Aoifinn Devitt: Well, it’s really— we definitely will dig in a little bit as to, okay, beyond it helping with the writing and clearly that that’s a massive enabling effect, how you would use it in asset allocation. But before that, just wanna go back to the prediction exercise that Mark was discussing. What did you learn from that? Did you learn that first of all in terms of how accurate predictions are, but did you find that people when they got the feedback were able to become, to narrow down and become more accurate with their predictions? Did any patterns emerge from those exercises?
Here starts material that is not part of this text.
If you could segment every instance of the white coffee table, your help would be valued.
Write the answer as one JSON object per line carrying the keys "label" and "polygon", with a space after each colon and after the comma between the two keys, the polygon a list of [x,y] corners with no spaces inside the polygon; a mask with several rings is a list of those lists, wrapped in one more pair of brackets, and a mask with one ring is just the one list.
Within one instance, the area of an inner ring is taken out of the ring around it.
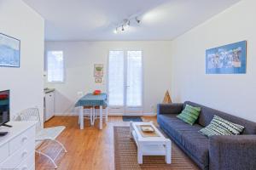
{"label": "white coffee table", "polygon": [[[151,125],[157,133],[157,137],[144,137],[138,125]],[[143,156],[165,156],[166,162],[172,162],[172,142],[155,128],[153,122],[131,122],[130,138],[133,138],[137,146],[137,162],[143,163]]]}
Shan Chen: So the whole purpose is not make the prediction more accurate. It’s more like how you calibrate a prediction. For example, you think about employment numbers coming out. So before that, you can make a prediction. You think it’s going to be like, say, below the average, and you’re supposed to attach your confidence level. That’s the trick. You can give a prediction, then then you have to say I’m like 60% confident or 80% confident. If it’s 50% confident, that’s basically a coin toss. That doesn’t give you any information, right? But if you say I’m 60% confident, that means you think that’s going to happen, but it’s not that— you’re not that convinced. But if you’re 80%, 90%, that’s huge. That means you probably know something other people don’t know, or you’ve been doing that a long time, you’re, you’re expert in this area. Let’s tell us something. So by combining the outcome and your confidence level, that was the Breyer score tells you, and we track that. So what do we learn of this process? In the very beginning, our confidence level is really high. It’s like whatever the stock price, economic number, we have 80, 90. When you are right, you got really good score, but when you’re wrong, you got punished because your score is— and that’s not asymmetrical. So you get punished more in your score. And we, as a team, we keep this score for everyone. It’s like competition. Let’s think about Olympic. So in the end, people say, okay, so the best way to improve my score is actually you have to really think about the confidence level. So one of the things I say, investment professional, one of the shortcomings is overconfidence. How to fix that overconfidence problem when you make the investment decision, that exercise really helps. And then the detail is to actually increase your confidence level, you just have to do a lot of hard work and do the study, have the baseline, those kind of lot of techniques how you can make your confidence level and prediction better.

Aoifinn Devitt: And obviously that’s all what we’re seeking to do is, you know, become better at predicting, so therefore we can develop an edge in the investment world. And now that you’re focused on this full-time, it seems, the research developing AI solutions, where do you think AI is going to really impact, say, the allocators’ role? And will it be around prediction? Around things like which asset class to invest in or well, what the— how it’s likely to behave. How do you see it really? I’m just thinking from an allocator standpoint first.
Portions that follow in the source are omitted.